Its 25 dollars though ><

i guess ill have to try other stores...


----------



## jlroar (Aug 19, 2007)

Here is a link to Bi Gals Online. he he he......

http://www.bigalsonline.com/StoreCa...black_7_kg?&query=florite&queryType=0&offset=

No really it is Big Als Online a fish store. I bet you were freak-n-out! Around $16 per bag and decent shipping IMO.

James


----------



## lauraleellbp (Feb 3, 2008)

Extra shipping for bulky items, and substrates are in that category.

$25 for 20lbs Fluorite at my LFS too, but was still cheaper than online with all the extra shipping charges...


----------



## jlroar (Aug 19, 2007)

lauraleellbp said:


> Extra shipping for bulky items, and substrates are in that category.
> 
> $25 for 20lbs Fluorite at my LFS too, but was still cheaper than online with all the extra shipping charges...
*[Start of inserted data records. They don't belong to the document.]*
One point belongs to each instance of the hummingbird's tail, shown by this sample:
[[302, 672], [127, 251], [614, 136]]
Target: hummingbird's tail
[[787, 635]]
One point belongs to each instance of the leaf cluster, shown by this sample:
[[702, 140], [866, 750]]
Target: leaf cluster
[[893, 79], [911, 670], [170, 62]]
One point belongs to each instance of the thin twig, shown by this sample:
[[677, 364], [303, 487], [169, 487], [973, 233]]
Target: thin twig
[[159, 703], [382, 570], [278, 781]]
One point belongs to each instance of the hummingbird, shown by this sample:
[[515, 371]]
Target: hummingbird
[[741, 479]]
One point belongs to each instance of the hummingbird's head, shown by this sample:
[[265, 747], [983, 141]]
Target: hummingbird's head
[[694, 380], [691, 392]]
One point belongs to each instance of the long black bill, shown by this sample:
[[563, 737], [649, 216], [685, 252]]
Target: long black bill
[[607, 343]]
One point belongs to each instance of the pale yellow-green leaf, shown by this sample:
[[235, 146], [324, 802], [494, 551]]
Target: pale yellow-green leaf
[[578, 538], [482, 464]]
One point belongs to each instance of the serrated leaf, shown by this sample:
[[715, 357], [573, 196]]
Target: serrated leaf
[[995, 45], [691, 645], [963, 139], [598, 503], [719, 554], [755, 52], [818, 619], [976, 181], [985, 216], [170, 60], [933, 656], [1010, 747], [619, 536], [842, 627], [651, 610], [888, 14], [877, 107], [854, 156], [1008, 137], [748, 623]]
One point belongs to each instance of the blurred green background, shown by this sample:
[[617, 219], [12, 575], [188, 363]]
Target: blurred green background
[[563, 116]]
I thought you wanted black and was unable to get black from your lfs. I did a trial run on purchasing it and it gave me $17 shipping.

16 black Flourite
+16 black Flourite
+17 S/H
==================
=49 Total

You may want to give it a trial run to see if the S/H is worth it for solid black.

James


----------



## CobraGuppy (Sep 23, 2007)

hm, does flourite come in 20 lb bags?

I always see it in 15.4 pound ones.
50 dollars is the same price if i bought two bags outside xD

Ill just check other stores before i go that route because its still the same price but i have to wait to get it.


----------